The "other unconstitutional acts" include "detention, arrests and fingerprinting without probable cause or reasonable suspicion and based on racial profiling," among other allegations.
"Regardless of the fact that (ICE is) trying to do law enforcement, they still have to abide by people's constitutional rights," Tania Unzueta with Mijente, a political hub "for Latinx & Chicanx organizing," told Progress Illinois at the press conference.
"And any person, regardless if they have papers or not, has those rights," she added. "To me the main message is: no, it's not OK for a group of Latino men to be standing looking for work and for immigration agents to just come and question them and ask them for their fingerprints."
One worker detained during ICE's enforcement operation has since been released because he has a "temporary protective status," according to the immigrant advocates. The two other men were placed in deportation proceedings and remain in custody, the Latino Union of Chicago's complaint states.
"We are demanding that they are released, and we're also asking for ... the three cases to be closed," Rodriguez said. "It is time for transparency and accountability. It is time to stop the racial profiling of our communities, and it is time to stop deportations."

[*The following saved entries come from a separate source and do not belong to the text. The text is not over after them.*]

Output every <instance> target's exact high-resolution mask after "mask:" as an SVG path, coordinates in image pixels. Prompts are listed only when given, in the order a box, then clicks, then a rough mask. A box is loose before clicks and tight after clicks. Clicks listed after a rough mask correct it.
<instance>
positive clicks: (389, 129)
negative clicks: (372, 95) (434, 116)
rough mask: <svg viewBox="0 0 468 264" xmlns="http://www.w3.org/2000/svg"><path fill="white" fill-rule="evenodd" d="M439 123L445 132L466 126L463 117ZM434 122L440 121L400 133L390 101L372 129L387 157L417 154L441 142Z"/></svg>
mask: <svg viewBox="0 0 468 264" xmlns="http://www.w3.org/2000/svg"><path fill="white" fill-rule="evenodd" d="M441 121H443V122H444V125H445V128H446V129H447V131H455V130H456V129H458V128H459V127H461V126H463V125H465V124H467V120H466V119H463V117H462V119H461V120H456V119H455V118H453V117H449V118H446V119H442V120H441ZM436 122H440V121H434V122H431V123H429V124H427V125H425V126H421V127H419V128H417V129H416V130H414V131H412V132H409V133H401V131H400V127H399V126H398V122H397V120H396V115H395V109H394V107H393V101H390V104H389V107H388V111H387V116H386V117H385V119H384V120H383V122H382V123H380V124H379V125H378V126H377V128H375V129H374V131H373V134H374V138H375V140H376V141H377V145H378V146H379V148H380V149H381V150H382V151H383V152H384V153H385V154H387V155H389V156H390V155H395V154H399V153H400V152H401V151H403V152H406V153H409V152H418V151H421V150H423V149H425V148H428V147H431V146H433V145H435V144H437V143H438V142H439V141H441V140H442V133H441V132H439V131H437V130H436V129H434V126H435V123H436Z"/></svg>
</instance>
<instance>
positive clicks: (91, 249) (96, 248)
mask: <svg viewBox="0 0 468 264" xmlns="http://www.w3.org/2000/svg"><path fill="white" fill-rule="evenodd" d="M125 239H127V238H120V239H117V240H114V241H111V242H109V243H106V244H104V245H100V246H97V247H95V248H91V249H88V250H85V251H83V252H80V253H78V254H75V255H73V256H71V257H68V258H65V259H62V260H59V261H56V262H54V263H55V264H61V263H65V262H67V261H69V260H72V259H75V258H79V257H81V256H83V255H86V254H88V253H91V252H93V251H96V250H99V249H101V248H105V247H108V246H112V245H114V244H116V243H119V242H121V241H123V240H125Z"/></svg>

Ald. Carlos Ramirez-Rosa (35th) stood in solidarity with the immigrant advocates.
"How interesting that Immigration and Customs Enforcement was here in an immigrant and Latino community asking people for their fingerprints, but they didn't go downtown and ask the men in their suits for their fingerprints," the alderman said.
Ramirez-Rosa went on to note his support for pending city legislation that would "completely divorce the city of Chicago from ICE" in an effort to show that "our city will say no to raids, will say to no to ICE picking up people in our neighborhoods." The idea is part of the already-proposed amendment to the Welcoming City Ordinance.